En dépit de ces frappes, Daech continue sa progression. Critiquée, l’armée américaine a affirmé qu’elle ne peut pas bombarder « à l’aveuglette« , a souligné mardi 30 septembre le Pentagone qui a appelé à faire preuve de « patience stratégique », pour venir à bout des combattants de Daech. Vu leur installation sur le terrain, il semblait aisé de bombarder leurs camps militaires. Mais leurs combattants ne se déplacent désormais plus en larges groupes à ciel ouvert. Ils se « dispersent » pour éviter d’être frappés depuis les airs.

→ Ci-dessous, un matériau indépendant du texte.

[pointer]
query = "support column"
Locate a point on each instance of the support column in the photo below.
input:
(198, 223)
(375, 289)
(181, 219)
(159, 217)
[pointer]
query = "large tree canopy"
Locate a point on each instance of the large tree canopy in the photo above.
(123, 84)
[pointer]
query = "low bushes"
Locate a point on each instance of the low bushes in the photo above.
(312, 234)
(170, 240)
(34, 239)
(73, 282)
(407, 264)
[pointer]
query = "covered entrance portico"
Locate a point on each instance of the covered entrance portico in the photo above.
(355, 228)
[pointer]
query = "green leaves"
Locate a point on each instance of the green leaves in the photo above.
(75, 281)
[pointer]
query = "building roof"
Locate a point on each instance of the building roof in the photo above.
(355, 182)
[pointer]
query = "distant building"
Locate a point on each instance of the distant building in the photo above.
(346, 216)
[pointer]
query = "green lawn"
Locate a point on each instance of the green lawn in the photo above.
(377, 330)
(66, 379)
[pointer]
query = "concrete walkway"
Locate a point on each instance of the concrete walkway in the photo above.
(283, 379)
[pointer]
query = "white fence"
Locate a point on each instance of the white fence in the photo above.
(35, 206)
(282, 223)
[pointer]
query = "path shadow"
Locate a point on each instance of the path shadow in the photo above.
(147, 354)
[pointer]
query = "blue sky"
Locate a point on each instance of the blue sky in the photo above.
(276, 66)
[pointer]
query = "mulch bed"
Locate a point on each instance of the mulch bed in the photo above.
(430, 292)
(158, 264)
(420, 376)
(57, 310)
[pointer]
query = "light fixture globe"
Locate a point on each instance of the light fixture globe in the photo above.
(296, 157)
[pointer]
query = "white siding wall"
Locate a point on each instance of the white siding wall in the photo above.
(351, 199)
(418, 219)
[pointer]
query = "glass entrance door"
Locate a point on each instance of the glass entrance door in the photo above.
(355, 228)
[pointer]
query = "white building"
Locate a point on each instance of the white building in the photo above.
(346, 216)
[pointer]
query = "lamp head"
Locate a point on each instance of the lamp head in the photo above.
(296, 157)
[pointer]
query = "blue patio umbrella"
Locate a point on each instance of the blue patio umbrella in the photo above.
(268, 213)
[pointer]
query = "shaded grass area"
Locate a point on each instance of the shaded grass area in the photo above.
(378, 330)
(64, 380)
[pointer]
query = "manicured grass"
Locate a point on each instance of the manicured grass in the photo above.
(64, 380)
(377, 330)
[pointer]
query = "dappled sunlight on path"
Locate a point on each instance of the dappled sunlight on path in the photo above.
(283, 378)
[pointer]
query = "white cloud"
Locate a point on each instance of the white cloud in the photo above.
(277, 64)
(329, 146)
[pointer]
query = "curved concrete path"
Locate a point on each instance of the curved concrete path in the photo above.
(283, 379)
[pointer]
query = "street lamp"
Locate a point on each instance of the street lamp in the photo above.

Fait d’évidence, Daesh a profité de la guerre de Syrie ou les Etats adversaires de Bachar Al-Assad ont renforcé la capacité de leurs alliés de circonstances. Les USA et la France ont soutenu les Kurdes qui se sont impliqués dans la lutte. De ce fait, ils les ont renforcés, aux dépens de l’Etat central et de son intégrité territoriale. Outre la démarcation géopolitique, qui empêche l’intégration de l’Iran et du régime syrien, dans la coalition, il faudrait noter que, Qatar et la Turquie dont les sympathies pour la famille islamique est évidente, constituent le maillon faible de l’alliance. « Nous ne voulons pas que Kobané tombe. Nous ferons tout ce que nous pourrons pour empêcher que cela ne se produise »,a assuré le Premier ministre, Ahmet Davutoglu, au cours d’un échange avec des journalistes. La Turquie rechigne jusqu’à présent à s’impliquer dans le conflit, expliquant qu’une telle intervention ne servirait à rien si elle ne s’accompagnait pas d’un départ du président syrien Bachar Al-Assad. Le Parlement turc vient cependant d’approuver un dispositif permettant au gouvernement d’intervenir militairement en Irak et en Syrie pour lutter contre Daesh. Mais la Turquie affirme qu’elle s’accommode d’une « zone -tampon », au nord de la Syrie. S’agit-il d’assurer l’accueil et la protection des réfugiés ou plutôt d’instituer une coexistence de fait avec Daesh ? Toujours est-il, Daesh a ouvert la boite de Pandore qui annonce une guerre longue, aux conséquences imprévues, vu l’ambiguïté des alliances dans l’aire arabe.